Vou citar pra vocês alguns exemplos rápidos, enfatizando que é uma realidade que eu VEJO todos os dias (família com milhões de professoras te da uma certa experiência).

Vamos supor que seja um professor de meio período: Acorda, toma o café, vai trabalhar. A cada 45 minutos +-, tem que coordenar um grupo diferente de pelo menos 35 pessoas. Isso equivale uma média de pelo menos 100 pessoas diferentes. E tem que ensiná-las, ver se estão executando direito a sua tarefa, controlar seus ânimos (quase sempre o ânimo é extra, e não param quietos um minuto... e não é uma pessoa só). E não podem, em momento algum, soltar um palavrão para alguém que está enchendo o saco, porque senão além de ter que ouvir um sermão do seu superior, a família inteira do cidadão vai encher a paciência..
Ok. Finalmente vai pra casa. E a escola que da aula tem milhões de procedimentos para "facilitar" a vida de todos. Então você entra no sistema online, preenche a chamada de 100 alunos. Você vai preparar a aula do dia seguinte. Pega o livro (ou apostila), pensa no que poderia fazer pra aula ser mais interessante (apesar de já saber que os estudantes não acham quase nada que envolva estudo interessante), le os conteúdos pra ter certeza que não esquecerá nenhuma informação importante, e vai la no sistema digitar as milhões de coisas que eles pedem sobre os conteúdos. Quando tem avaliações marcadas, la vai, pegar todo o conteúdo passado, e preparar as questões da avaliação. Como os estudantes NAO ESTUDAM, se for feita uma prova que exija muito da capacidade deles as notas serão baixas, e o professor será obrigado a fazer outra avaliação. Infelizmente, terá que por algumas perguntas idiotas na sua prova. E tem que fazer algumas provas diferenciadas, porque senão a outra turma vai pegar as respostas da prova, e a escola não admite isso. Aí então chega a parte mais tortuosa do dia: corrigir avaliações. Ler respostas muito idiotas (se escrevem num ENEM, imagina numa avaliação de escola o que não colocam). Tudo tem um critério de avaliação, mas se sabe que sempre vai ter um pé no saco que não tem razão reclamar que tem uma questão errada. Aí, as vezes, da um 0,1 pela amizade. Fora os infelizes que não tem o trabalho nem de por o nome na avaliação. E digo: isso DEMORA DEMAIS. É um árduo trabalho. Quando parece que está terminando, lembra que tem que por as notas no sistema online, pro cidadão ja vir com o discurso de reclamação preparado no dia seguinte. E também ja sabe que vai ter um pai que vai a escola, ou ligar, perguntando por que o filho tirou uma nota tão baixa, ja que ele não tirava notas assim na 1a série. --´ Vai ver é porque teu filho achou coisas mais interessantes pra fazer do que estudar, agora que ele ganhou um PS3 e uma internet de 5MB, pra usar sem horários definidos pelos idiotas de seus pais. Ou pior: MENTE PRA VOCÊ!
Detalhe: professor ainda é um ser humano que precisa cuidar de uma casa, muitas vezes de filhos, comer, dormir e fazer higiene pessoal... pelo menos.

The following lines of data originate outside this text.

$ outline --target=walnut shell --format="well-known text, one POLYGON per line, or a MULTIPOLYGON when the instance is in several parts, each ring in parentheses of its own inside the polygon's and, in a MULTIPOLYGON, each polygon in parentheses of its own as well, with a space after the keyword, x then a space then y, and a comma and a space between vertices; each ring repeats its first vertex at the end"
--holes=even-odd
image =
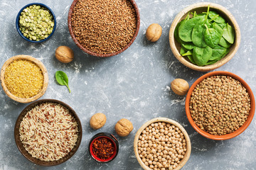
POLYGON ((74 59, 74 52, 67 46, 60 46, 55 50, 55 57, 63 63, 68 63, 74 59))
POLYGON ((132 131, 133 126, 129 120, 122 118, 117 123, 114 129, 118 135, 125 137, 132 131))
POLYGON ((151 42, 157 41, 161 35, 161 27, 158 23, 152 23, 146 31, 146 38, 151 42))
POLYGON ((188 93, 189 85, 186 80, 176 79, 171 81, 171 88, 176 94, 183 96, 188 93))
POLYGON ((92 128, 97 130, 104 126, 106 121, 106 115, 103 113, 98 113, 92 116, 90 120, 90 125, 92 128))

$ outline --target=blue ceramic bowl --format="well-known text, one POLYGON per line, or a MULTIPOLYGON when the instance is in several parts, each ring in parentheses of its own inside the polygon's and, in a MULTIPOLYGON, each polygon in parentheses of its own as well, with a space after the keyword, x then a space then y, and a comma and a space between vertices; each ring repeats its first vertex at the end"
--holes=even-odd
POLYGON ((48 6, 43 4, 41 4, 41 3, 31 3, 31 4, 29 4, 26 6, 25 6, 24 7, 23 7, 21 11, 19 11, 19 12, 18 13, 18 15, 17 15, 17 17, 16 17, 16 28, 17 28, 17 31, 18 33, 18 34, 23 38, 25 39, 27 41, 29 41, 29 42, 42 42, 43 41, 46 41, 47 40, 48 40, 53 34, 55 28, 56 28, 56 17, 54 15, 54 13, 53 11, 53 10, 51 10, 48 6), (23 11, 24 8, 26 8, 26 7, 28 7, 30 6, 32 6, 32 5, 38 5, 38 6, 43 6, 43 7, 45 7, 46 8, 47 8, 48 10, 49 10, 49 11, 51 13, 51 14, 53 15, 53 19, 54 19, 54 27, 53 27, 53 32, 50 34, 49 36, 48 36, 48 38, 42 40, 40 40, 40 41, 35 41, 35 40, 29 40, 28 38, 26 38, 23 33, 21 33, 21 31, 19 30, 20 28, 20 26, 19 26, 19 23, 18 23, 18 21, 19 21, 19 19, 20 19, 20 16, 21 16, 21 12, 23 11))

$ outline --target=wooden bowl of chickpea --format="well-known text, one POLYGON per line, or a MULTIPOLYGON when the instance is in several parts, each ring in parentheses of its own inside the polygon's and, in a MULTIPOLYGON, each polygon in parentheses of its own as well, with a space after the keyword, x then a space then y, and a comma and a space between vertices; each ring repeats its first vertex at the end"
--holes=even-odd
POLYGON ((144 123, 135 135, 136 158, 145 170, 181 169, 191 152, 186 130, 177 122, 157 118, 144 123))

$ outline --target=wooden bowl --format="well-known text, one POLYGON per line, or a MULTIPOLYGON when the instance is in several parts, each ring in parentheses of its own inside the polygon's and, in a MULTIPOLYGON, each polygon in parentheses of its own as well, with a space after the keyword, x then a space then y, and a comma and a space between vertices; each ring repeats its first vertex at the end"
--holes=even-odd
POLYGON ((62 101, 54 100, 54 99, 42 99, 42 100, 36 101, 29 104, 21 111, 21 114, 18 115, 16 123, 15 124, 15 127, 14 127, 14 139, 15 139, 15 142, 18 147, 18 150, 29 161, 32 162, 34 164, 36 164, 38 165, 42 165, 42 166, 46 166, 58 165, 58 164, 62 164, 64 162, 66 162, 67 160, 70 159, 75 154, 76 151, 78 149, 78 147, 79 147, 79 146, 81 143, 81 140, 82 140, 82 125, 81 125, 80 120, 78 115, 75 113, 75 110, 70 106, 69 106, 68 104, 66 104, 62 101), (59 103, 59 104, 65 106, 66 108, 68 108, 70 110, 70 113, 71 113, 71 115, 75 118, 75 120, 78 123, 78 138, 76 144, 74 146, 74 147, 72 149, 72 150, 66 156, 65 156, 62 159, 60 159, 56 161, 53 161, 53 162, 45 162, 45 161, 40 160, 37 158, 33 157, 26 150, 26 149, 23 146, 23 144, 20 139, 20 135, 19 135, 20 124, 22 121, 22 119, 26 115, 28 111, 29 111, 30 110, 36 106, 43 103, 46 103, 46 102, 53 102, 53 103, 59 103))
POLYGON ((7 61, 4 64, 4 65, 1 69, 1 84, 3 87, 4 92, 6 94, 6 95, 9 98, 13 99, 14 101, 18 101, 20 103, 26 103, 32 102, 32 101, 36 101, 36 100, 38 99, 39 98, 41 98, 46 93, 46 89, 48 86, 48 72, 47 72, 46 67, 43 65, 43 64, 41 61, 39 61, 38 60, 37 60, 31 56, 29 56, 29 55, 16 55, 16 56, 12 57, 11 58, 9 58, 9 60, 7 60, 7 61), (31 62, 34 62, 35 64, 36 64, 43 72, 43 88, 38 94, 36 94, 31 98, 19 98, 19 97, 14 96, 8 90, 8 89, 5 84, 4 73, 5 73, 6 69, 11 62, 13 62, 14 60, 26 60, 28 61, 31 61, 31 62))
POLYGON ((139 152, 138 152, 138 140, 139 140, 139 135, 142 134, 142 131, 146 127, 150 125, 150 124, 151 124, 151 123, 158 123, 158 122, 165 122, 165 123, 170 123, 171 125, 174 125, 176 127, 178 127, 178 129, 184 135, 185 140, 186 141, 186 149, 187 149, 187 150, 186 152, 184 157, 182 159, 182 160, 181 161, 179 164, 178 164, 177 167, 176 169, 174 169, 174 170, 181 169, 186 164, 186 163, 188 162, 188 160, 189 159, 189 157, 190 157, 190 154, 191 154, 191 140, 189 139, 189 136, 188 136, 188 133, 186 132, 186 130, 181 125, 181 124, 179 124, 176 121, 174 121, 174 120, 173 120, 171 119, 165 118, 154 118, 154 119, 150 120, 148 122, 145 123, 138 130, 137 132, 135 135, 134 141, 134 153, 135 153, 136 158, 138 160, 139 164, 142 166, 142 167, 144 170, 151 170, 151 169, 150 169, 149 166, 147 166, 146 165, 144 164, 144 163, 142 162, 142 159, 139 157, 139 152))
POLYGON ((227 63, 233 58, 233 57, 234 57, 235 52, 238 51, 240 43, 240 40, 241 35, 238 24, 236 22, 234 16, 231 14, 231 13, 223 6, 210 2, 201 2, 193 4, 182 10, 174 18, 169 31, 169 42, 171 51, 173 52, 174 56, 185 66, 192 69, 200 72, 208 72, 210 70, 217 69, 227 63), (180 55, 179 51, 181 50, 181 44, 178 42, 174 38, 174 30, 177 24, 180 21, 181 21, 181 20, 186 18, 188 13, 196 11, 197 13, 200 13, 201 12, 206 12, 207 11, 207 8, 208 5, 210 5, 210 10, 214 10, 217 11, 218 13, 220 13, 220 16, 221 16, 226 20, 229 25, 234 28, 235 33, 235 38, 234 43, 231 45, 230 48, 229 53, 220 60, 210 65, 198 66, 191 62, 191 61, 189 61, 187 57, 182 57, 180 55))
POLYGON ((235 74, 233 74, 231 72, 223 72, 223 71, 217 71, 217 72, 213 72, 208 74, 204 74, 203 76, 201 76, 199 79, 198 79, 191 86, 191 88, 188 90, 188 92, 187 94, 186 98, 186 102, 185 102, 185 109, 186 109, 186 114, 187 115, 187 118, 188 119, 189 123, 192 125, 192 127, 201 135, 202 135, 204 137, 206 137, 211 140, 228 140, 231 139, 233 137, 235 137, 238 136, 238 135, 241 134, 250 125, 251 123, 253 115, 255 114, 255 100, 252 94, 252 91, 248 86, 248 84, 240 77, 235 75, 235 74), (198 84, 201 81, 202 81, 203 79, 206 79, 207 77, 215 76, 215 75, 225 75, 225 76, 230 76, 237 80, 238 80, 241 84, 246 88, 247 91, 249 94, 250 98, 250 110, 249 113, 249 115, 247 117, 247 120, 245 123, 240 127, 237 130, 235 130, 233 132, 224 135, 213 135, 210 133, 208 133, 203 130, 201 130, 198 126, 196 125, 195 122, 193 120, 190 109, 189 109, 189 102, 191 96, 191 94, 193 91, 193 89, 196 88, 196 85, 198 84))
POLYGON ((140 26, 140 16, 139 16, 139 8, 136 4, 136 2, 134 0, 129 0, 132 2, 132 4, 133 6, 133 7, 134 8, 135 10, 135 13, 136 13, 136 16, 137 16, 137 28, 136 28, 136 30, 134 33, 134 35, 133 36, 133 38, 132 38, 131 41, 126 45, 124 46, 124 47, 123 47, 122 50, 113 52, 113 53, 110 53, 110 54, 99 54, 99 53, 95 53, 93 52, 90 51, 89 50, 85 48, 77 40, 77 38, 75 37, 74 33, 72 29, 72 24, 71 24, 71 18, 72 18, 72 13, 73 13, 73 11, 74 9, 74 7, 76 4, 76 3, 79 0, 74 0, 73 2, 72 3, 69 12, 68 12, 68 30, 69 32, 70 33, 70 35, 72 37, 72 39, 74 40, 75 43, 84 52, 85 52, 86 53, 91 55, 94 55, 96 57, 111 57, 111 56, 114 56, 114 55, 117 55, 118 54, 120 54, 121 52, 122 52, 123 51, 124 51, 125 50, 127 50, 129 46, 132 45, 132 44, 134 42, 134 41, 136 39, 136 37, 138 35, 139 33, 139 26, 140 26))

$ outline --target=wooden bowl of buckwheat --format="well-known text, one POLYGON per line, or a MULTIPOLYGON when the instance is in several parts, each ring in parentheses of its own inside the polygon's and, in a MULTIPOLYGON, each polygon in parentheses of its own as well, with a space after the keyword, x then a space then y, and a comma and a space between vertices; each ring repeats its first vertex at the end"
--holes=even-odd
POLYGON ((191 152, 186 130, 177 122, 157 118, 144 123, 134 137, 136 158, 145 170, 181 169, 191 152))
POLYGON ((255 101, 248 84, 228 72, 208 73, 191 86, 185 103, 192 127, 216 140, 241 134, 251 123, 255 101))
POLYGON ((73 40, 82 51, 110 57, 135 40, 140 25, 139 8, 134 0, 74 0, 68 24, 73 40))

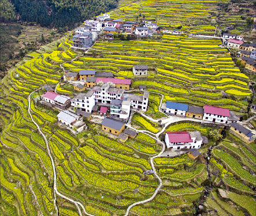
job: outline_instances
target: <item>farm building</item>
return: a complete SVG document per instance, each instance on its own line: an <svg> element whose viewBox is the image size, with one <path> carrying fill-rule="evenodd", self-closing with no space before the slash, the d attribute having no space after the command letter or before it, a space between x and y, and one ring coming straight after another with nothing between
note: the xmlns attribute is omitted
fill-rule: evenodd
<svg viewBox="0 0 256 216"><path fill-rule="evenodd" d="M118 136L124 130L123 122L106 117L101 122L102 130Z"/></svg>

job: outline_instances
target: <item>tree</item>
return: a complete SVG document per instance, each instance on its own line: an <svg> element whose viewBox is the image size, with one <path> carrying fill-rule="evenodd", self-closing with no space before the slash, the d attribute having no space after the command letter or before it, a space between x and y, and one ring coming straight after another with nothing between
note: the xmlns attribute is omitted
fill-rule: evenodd
<svg viewBox="0 0 256 216"><path fill-rule="evenodd" d="M218 129L211 130L209 132L209 135L214 141L222 137Z"/></svg>

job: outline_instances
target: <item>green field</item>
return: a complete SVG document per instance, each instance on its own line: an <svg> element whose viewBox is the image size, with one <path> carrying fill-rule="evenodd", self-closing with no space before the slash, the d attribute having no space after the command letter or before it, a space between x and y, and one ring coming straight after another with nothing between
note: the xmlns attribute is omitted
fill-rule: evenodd
<svg viewBox="0 0 256 216"><path fill-rule="evenodd" d="M187 18L197 23L198 18L190 18L207 17L209 12L216 10L216 5L211 3L217 2L193 1L188 5L184 2L187 3L183 7L187 10L177 13L176 18L170 16L164 20L164 12L169 10L168 13L171 13L174 10L171 1L162 1L163 6L159 5L160 9L154 10L153 1L133 2L131 3L133 7L127 6L131 2L121 1L123 8L111 14L116 13L116 18L119 18L124 10L125 14L131 13L136 17L139 12L134 12L133 9L143 5L141 13L146 18L155 18L163 25L180 25L182 24L179 22L179 17L188 16L185 12L190 7L192 12ZM199 11L193 9L195 7L201 8ZM121 18L126 19L124 16ZM193 31L205 28L199 25ZM213 29L209 27L209 29L212 32ZM45 84L58 83L63 75L61 64L73 71L95 69L112 72L116 77L131 78L132 88L135 90L139 85L146 85L150 92L146 113L154 119L164 117L158 111L161 96L158 93L164 95L163 102L173 101L201 107L209 104L228 108L239 114L248 104L244 98L251 96L249 78L235 66L227 50L219 47L219 40L165 34L142 40L98 41L87 54L76 62L66 63L80 54L70 50L72 41L69 35L59 43L58 47L55 42L29 54L2 80L0 214L2 215L56 214L54 170L46 142L28 113L28 98ZM148 65L147 77L132 76L132 66L138 64ZM75 94L66 85L59 85L57 90L70 96ZM222 98L224 92L227 98ZM142 173L151 169L150 158L161 151L161 146L154 139L140 133L135 139L129 138L123 143L106 137L98 130L99 126L91 123L88 131L76 137L72 135L55 124L58 112L34 102L33 98L43 92L40 89L32 95L31 111L49 142L57 173L56 185L61 194L79 202L87 212L98 216L123 215L130 204L152 196L159 182L153 175L145 176ZM162 130L157 123L149 122L136 114L132 124L153 134ZM199 130L204 135L209 135L211 130L192 122L179 122L166 128L167 131ZM210 143L213 141L210 139ZM208 181L206 165L202 162L209 145L201 149L201 160L192 161L187 155L155 158L153 163L163 181L161 191L153 200L132 207L129 215L192 215ZM251 174L255 172L255 155L253 145L246 145L229 134L214 149L210 169L212 172L216 170L217 174L209 180L214 189L206 202L209 208L218 211L215 215L254 216L251 206L255 200L251 195L254 193L251 187L255 184ZM248 170L243 169L244 166ZM229 202L216 196L216 189L220 187L231 191ZM244 198L247 199L246 205L243 204ZM232 209L232 204L239 209L238 213ZM60 195L57 195L57 206L60 215L79 215L73 202Z"/></svg>

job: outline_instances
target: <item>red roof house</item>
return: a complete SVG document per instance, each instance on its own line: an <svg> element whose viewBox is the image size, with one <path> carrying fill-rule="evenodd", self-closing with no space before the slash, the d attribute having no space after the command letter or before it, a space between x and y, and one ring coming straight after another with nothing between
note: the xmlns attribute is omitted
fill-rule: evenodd
<svg viewBox="0 0 256 216"><path fill-rule="evenodd" d="M96 83L99 81L102 81L104 84L110 82L113 82L114 84L120 84L120 85L131 85L131 79L117 79L115 78L101 78L97 77L96 79Z"/></svg>
<svg viewBox="0 0 256 216"><path fill-rule="evenodd" d="M99 111L99 114L101 116L106 116L107 114L107 108L106 107L101 107L101 110Z"/></svg>
<svg viewBox="0 0 256 216"><path fill-rule="evenodd" d="M50 99L51 100L54 100L55 98L58 96L60 95L59 94L53 92L46 92L42 96L43 100L46 100L46 99Z"/></svg>
<svg viewBox="0 0 256 216"><path fill-rule="evenodd" d="M222 116L229 117L230 116L229 109L213 107L209 105L205 105L203 107L203 112L205 113L213 114Z"/></svg>
<svg viewBox="0 0 256 216"><path fill-rule="evenodd" d="M166 132L169 142L191 142L193 140L187 131Z"/></svg>

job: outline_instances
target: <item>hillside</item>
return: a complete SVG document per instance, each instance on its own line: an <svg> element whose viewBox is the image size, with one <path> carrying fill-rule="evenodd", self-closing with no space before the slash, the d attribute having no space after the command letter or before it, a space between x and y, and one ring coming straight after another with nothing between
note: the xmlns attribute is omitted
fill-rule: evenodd
<svg viewBox="0 0 256 216"><path fill-rule="evenodd" d="M121 0L110 14L135 20L140 13L165 28L182 25L188 33L213 35L209 14L217 13L218 3ZM227 20L224 26L232 25L232 18ZM245 23L239 25L242 29ZM23 31L19 40L36 40L32 30ZM222 127L187 118L166 128L159 124L166 115L158 108L166 101L212 105L244 115L246 98L252 95L248 84L255 77L240 71L220 46L220 40L159 33L136 40L99 39L82 54L71 50L72 34L25 55L1 81L0 215L255 216L255 142L247 144L228 130L217 140L212 132L220 134ZM133 65L147 65L147 77L134 77ZM139 85L146 86L147 111L135 113L129 125L138 131L135 138L123 143L104 133L98 122L86 118L88 130L75 135L57 123L58 110L36 103L46 84L57 86L58 93L75 95L73 86L61 80L63 70L83 69L131 79L137 94L142 93ZM252 129L255 122L248 124ZM208 137L199 157L158 157L165 145L164 132L180 131L199 131ZM157 176L143 173L153 166ZM160 182L152 200L128 209L150 198ZM220 188L227 191L226 198Z"/></svg>

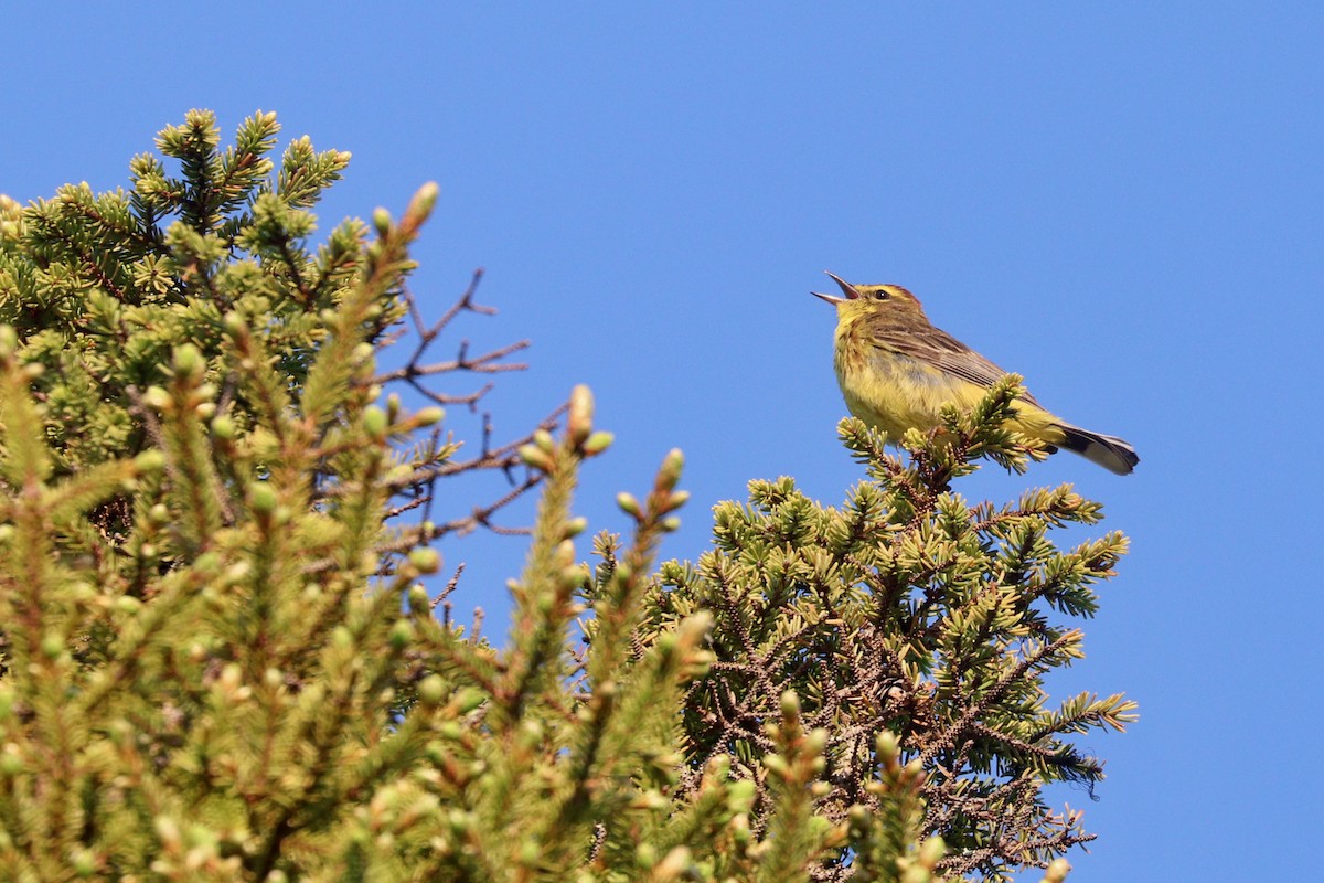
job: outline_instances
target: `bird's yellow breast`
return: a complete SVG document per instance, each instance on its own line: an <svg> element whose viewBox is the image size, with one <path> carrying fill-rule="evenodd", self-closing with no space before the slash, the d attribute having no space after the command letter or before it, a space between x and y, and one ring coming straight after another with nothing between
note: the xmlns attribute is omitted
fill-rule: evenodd
<svg viewBox="0 0 1324 883"><path fill-rule="evenodd" d="M870 426L899 441L908 429L928 432L941 425L943 405L961 409L978 404L988 389L941 368L879 346L867 322L839 311L833 367L846 408ZM1050 443L1062 441L1054 417L1030 402L1019 402L1017 432Z"/></svg>

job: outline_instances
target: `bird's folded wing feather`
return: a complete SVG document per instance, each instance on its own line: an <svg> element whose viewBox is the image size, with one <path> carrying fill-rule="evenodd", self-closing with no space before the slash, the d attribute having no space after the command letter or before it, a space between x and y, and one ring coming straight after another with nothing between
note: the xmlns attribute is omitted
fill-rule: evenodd
<svg viewBox="0 0 1324 883"><path fill-rule="evenodd" d="M879 349L918 359L980 387L992 387L1008 373L941 328L925 328L922 334L904 328L873 328L873 343ZM1042 406L1027 392L1021 398Z"/></svg>

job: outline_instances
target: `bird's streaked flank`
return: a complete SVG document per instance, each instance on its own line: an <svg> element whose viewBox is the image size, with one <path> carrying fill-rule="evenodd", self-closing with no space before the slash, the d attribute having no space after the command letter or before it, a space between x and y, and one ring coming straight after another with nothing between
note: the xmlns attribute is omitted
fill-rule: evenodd
<svg viewBox="0 0 1324 883"><path fill-rule="evenodd" d="M850 413L892 441L907 429L941 425L941 408L973 408L1006 376L964 343L935 328L914 294L899 285L851 285L829 273L845 297L813 291L837 307L833 364ZM1115 436L1072 426L1030 393L1017 401L1012 428L1053 447L1064 447L1119 475L1140 462Z"/></svg>

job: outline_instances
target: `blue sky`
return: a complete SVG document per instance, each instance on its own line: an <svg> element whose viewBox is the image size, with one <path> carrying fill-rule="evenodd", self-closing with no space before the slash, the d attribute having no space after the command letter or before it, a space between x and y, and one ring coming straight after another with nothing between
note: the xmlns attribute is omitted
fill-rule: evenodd
<svg viewBox="0 0 1324 883"><path fill-rule="evenodd" d="M1075 482L1133 541L1088 658L1054 683L1141 703L1132 732L1087 740L1102 800L1055 794L1100 835L1071 880L1317 868L1317 7L436 5L15 7L0 192L123 185L189 107L226 132L275 110L285 136L352 151L323 230L437 180L414 290L437 314L483 266L500 315L463 334L534 340L486 400L498 436L591 384L618 441L579 511L624 528L616 491L679 446L675 557L751 478L829 503L858 479L833 316L808 291L825 269L906 285L1143 458L1128 478L1063 455L960 488ZM461 613L500 630L523 551L448 543L469 563Z"/></svg>

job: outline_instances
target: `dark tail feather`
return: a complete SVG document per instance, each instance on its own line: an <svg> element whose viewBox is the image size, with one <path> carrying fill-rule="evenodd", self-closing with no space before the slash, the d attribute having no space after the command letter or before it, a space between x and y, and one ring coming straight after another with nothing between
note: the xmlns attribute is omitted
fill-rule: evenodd
<svg viewBox="0 0 1324 883"><path fill-rule="evenodd" d="M1062 424L1059 429L1067 436L1062 447L1080 454L1092 463L1099 463L1110 473L1129 475L1140 462L1136 449L1116 436L1100 436L1070 424Z"/></svg>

Agora pegue tudo isso, e contabilize o dobro pra quem trabalha o dia todo, e o triplo pra quem da aula de manhã, a tarde e a noite.
E quando não há sistema online, você tem que preencher tudo o diário de papel (pelo menos a chamada já pode ser preenchida na sala).

E nem citei a má remuneração por tudo isso.